Firms that employ high-frequency or algorithmic trading strategies are facing up to the new realities of the marketplace, which impose restrictions governing the testing of algos and controls over those who actually deploy the algos whether on their own or the firm’s behalf.
The European Securities and Markets Authority (Esma), the pan-European regulator, has published guidelines on automated trading, and other regulators plan to follow suit.
“High-frequency trading firms, algo providers and DMA [direct market access] providers are quite obviously the target for these guidelines,” said Matthew Coupe, sales director at Redkite Financial Markets, a provider of market surveillance software.
“The document is a good stop gap in tying up some of the loopholes that MiFID created [in 2007], in terms of making sure all flow going through to the market has appropriate controls and processes in place,” Coupe said. “While all firms have pre-trade risk controls in place, having appropriate and efficient market is a key area of focus.”
Knight Capital’s software mishap and the ensuing jitters have caught the attention of regulators across the globe from the U.S. and Europe to Asia producing proposals and guidelines for algo testing.

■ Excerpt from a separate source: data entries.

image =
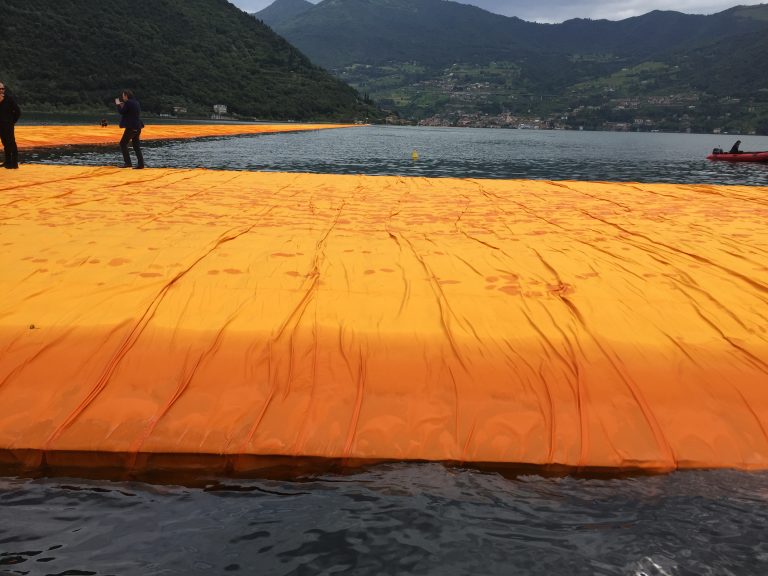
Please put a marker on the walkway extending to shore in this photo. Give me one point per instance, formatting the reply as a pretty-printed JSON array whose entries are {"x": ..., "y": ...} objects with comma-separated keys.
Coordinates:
[
  {"x": 207, "y": 319},
  {"x": 55, "y": 136}
]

Esma has issued guidelines for investment firms that operate algos to “develop testing methodologies for new algorithms that might include performance simulations/back testing or offline testing within a trading platform testing environment”.
The Hong Kong Securities and Futures Commission (SFC) has also proposed that “trading algorithms will operate as designed…taking into account foreseeable extreme circumstances and the characteristics of different trading sessions…Deployment of the algorithmic trading system and trading algorithms would not interfere with the operation of a fair and orderly market.”
Louis Lovas, director of solutions at OneMarketData, a provider of tick data management solutions, said: “Regulators across the globe are lecturing on algo-testing showing a firm grasp of the obvious, but completely miss on the nuances.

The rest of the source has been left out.